Bolognini aggiunge: “Certo, servono cautele e vi sono talune norme che andrebbero riviste in materia di sanità digitale: è paradossale che nel 2013, per esempio, l’acquisizione dei dati dei pazienti in dossier e fascicoli sanitari elettronici debba essere solo facoltativa e subordinata al consenso preliminare degli interessati, quando ormai sappiamo che i documenti nascono digitali e non su carta. Ma tutto questo non significa affatto che il cloud computing non possa costituire la migliore soluzione tecnica per la gestione dei dati dei pazienti: anzi, andare sulle nuvole può finalmente rappresentare l’occasione giusta, per molte strutture sanitarie italiane, per fare mente locale e mettersi in regola con gli adempimenti privacy“.
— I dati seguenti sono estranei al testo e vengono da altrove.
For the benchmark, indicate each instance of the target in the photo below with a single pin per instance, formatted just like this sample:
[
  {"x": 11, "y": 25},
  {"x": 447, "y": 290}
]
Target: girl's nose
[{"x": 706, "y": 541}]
Elena Bonfiglioli, Direttore Mercato Sanità, Microsoft EMEA, dichiara a margine del convengo: “Il cloud è una realtà imprescindibile per far fronte ai nuovi bisogni sanitari e sociali dei cittadini italiani ed europei. Per questo è fondamentale la collaborazione tra fornitori di tecnologie, di servizi sanitari e le Istituzioni. Questo vademecum è un primo passo concreto e attuabile per dimostrare che il cloud computing in sanità è il presente e non il futuro, per costruire la sanità europea del 2020”.